Aggregating published prediction models with individual patient data: a comparison of different approaches
Debray TPA, Koffijberg H, Vergouwe Y, Moons KGM, Steyerberg EW
During the recent decades, interest in prediction models has substantially increased, but approaches to synthesize evidence from previously developed models have failed to keep pace. This causes researchers to ignore potentially useful past evidence when developing a novel prediction model with individual participant data (IPD) from their population of interest. We aimed to evaluate approaches to aggregate previously published prediction models with new data. We consider the situation that models are reported in the literature with predictors similar to those available in an IPD dataset. We adopt a two-stage method and explore three approaches to calculate a synthesis model, hereby relying on the principles of multivariate meta-analysis.

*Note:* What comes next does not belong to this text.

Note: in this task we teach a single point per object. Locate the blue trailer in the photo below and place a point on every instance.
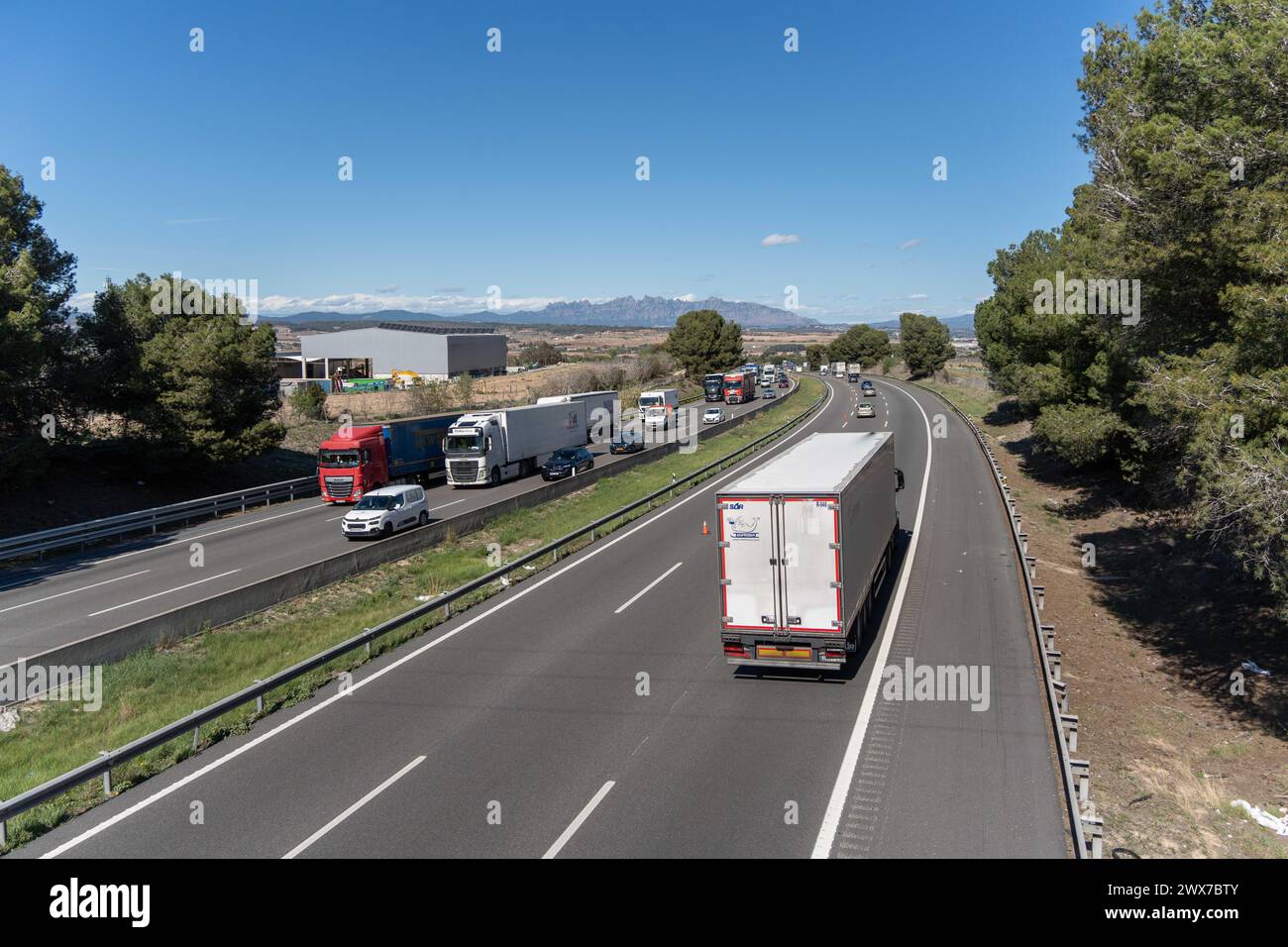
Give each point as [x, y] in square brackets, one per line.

The former approach employs a naive pooling strategy, whereas the latter accounts for within-study and between-study covariance. These approaches are applied to a collection of 15 datasets of patients with traumatic brain injury, and to five previously published models for predicting deep venous thrombosis. Here, we illustrated how the generally unrealistic assumption of consistency in the availability of evidence across included studies can be relaxed. Results from the case studies demonstrate that aggregation yields prediction models with an improved discrimination and calibration in a vast majority of scenarios, and result in equivalent performance (compared with the standard approach) in a small minority of situations. The proposed aggregation approaches are particularly useful when few participant data are at hand. Assessing the degree of heterogeneity between IPD and literature findings remains crucial to determine the optimal approach in aggregating previous evidence into new prediction models.